Here’s what I think is happening. A weighted projection is the line integral of a field times a weight field over the line integral of the weight field.

When using “ones” as your weight field you might expect that the denominator should be the same for both of your projections: the total length you’re projecting along. But, that’s not what yt is doing here. Since you’re only including zones above some threshold, the denominator for the cut region is projection is smaller systematically (it varies depending on how many zones along the line of sight are discarded), yielding systematically higher values in the final result.

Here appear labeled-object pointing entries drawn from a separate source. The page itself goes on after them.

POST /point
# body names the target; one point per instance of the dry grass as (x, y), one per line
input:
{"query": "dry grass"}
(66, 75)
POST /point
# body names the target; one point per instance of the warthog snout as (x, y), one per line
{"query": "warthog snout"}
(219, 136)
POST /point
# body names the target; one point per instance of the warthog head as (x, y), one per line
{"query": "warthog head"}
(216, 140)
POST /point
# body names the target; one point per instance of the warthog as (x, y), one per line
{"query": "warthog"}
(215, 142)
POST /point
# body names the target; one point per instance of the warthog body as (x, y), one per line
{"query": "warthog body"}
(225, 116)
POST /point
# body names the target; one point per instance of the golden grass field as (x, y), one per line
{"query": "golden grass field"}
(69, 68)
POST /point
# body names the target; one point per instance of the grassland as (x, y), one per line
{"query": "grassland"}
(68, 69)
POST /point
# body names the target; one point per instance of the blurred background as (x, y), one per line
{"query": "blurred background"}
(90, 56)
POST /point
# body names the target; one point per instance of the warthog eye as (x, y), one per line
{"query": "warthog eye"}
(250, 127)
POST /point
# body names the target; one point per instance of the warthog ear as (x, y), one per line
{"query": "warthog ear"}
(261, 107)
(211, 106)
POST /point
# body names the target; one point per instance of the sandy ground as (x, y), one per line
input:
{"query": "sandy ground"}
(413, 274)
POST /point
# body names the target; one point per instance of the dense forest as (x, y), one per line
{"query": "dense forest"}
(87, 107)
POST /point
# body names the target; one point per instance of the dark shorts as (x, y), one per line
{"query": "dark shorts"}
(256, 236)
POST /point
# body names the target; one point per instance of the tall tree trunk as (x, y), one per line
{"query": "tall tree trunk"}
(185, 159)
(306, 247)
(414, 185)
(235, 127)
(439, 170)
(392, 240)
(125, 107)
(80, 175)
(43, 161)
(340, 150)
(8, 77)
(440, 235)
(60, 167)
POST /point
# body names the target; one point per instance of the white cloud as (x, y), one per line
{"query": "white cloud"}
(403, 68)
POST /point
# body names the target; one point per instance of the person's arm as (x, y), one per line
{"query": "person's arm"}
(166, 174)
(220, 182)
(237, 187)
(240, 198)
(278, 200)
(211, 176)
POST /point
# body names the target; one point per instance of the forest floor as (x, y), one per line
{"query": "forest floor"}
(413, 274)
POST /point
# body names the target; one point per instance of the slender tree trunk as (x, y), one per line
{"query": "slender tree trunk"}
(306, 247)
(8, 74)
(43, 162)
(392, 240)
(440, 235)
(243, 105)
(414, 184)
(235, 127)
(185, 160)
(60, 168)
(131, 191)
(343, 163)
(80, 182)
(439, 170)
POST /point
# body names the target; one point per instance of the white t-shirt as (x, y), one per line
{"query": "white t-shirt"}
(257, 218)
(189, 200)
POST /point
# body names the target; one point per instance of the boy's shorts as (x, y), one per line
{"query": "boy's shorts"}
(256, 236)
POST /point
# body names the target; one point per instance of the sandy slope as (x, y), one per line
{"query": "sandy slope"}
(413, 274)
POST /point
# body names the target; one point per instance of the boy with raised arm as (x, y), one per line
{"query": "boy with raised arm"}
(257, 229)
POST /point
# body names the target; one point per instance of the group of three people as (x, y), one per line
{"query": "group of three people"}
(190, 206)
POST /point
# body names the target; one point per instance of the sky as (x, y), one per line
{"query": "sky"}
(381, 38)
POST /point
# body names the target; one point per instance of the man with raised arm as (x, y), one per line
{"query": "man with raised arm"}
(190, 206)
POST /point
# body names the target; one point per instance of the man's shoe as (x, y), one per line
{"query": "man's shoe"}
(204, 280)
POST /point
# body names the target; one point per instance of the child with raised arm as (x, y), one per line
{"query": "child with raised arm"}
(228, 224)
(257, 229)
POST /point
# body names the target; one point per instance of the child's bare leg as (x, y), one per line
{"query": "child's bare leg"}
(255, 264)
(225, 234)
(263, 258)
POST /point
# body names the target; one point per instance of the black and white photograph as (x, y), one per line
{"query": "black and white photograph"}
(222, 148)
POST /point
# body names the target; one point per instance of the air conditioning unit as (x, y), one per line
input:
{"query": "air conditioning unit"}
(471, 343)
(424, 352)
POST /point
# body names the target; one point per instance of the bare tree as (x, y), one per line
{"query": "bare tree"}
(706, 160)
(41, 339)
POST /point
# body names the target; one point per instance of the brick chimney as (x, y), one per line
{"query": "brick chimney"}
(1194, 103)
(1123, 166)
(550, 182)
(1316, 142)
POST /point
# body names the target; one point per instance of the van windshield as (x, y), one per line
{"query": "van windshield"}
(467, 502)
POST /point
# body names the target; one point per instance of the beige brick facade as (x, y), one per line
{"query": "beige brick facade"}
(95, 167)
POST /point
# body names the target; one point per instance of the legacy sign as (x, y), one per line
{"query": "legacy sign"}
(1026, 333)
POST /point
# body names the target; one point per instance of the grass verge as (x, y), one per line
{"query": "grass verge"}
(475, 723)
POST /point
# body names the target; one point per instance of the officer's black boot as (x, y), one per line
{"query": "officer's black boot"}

What you want is an unweighted projection, which is independent of the path length. That’s the reason yt returns unweighted projections as surface densities, it really is independent of the path length and we don’t try to make a possibly ambiguous choice about what the “right” path length is.

If you really want the units to be of a volume density instead of a surface density, you could get the image array as I referred to in my original reply and then multiply the image by a path length, e.g.:


    from yt.units import kpc
    image *= 300*kpc

And then plot the image manually with matplotlib.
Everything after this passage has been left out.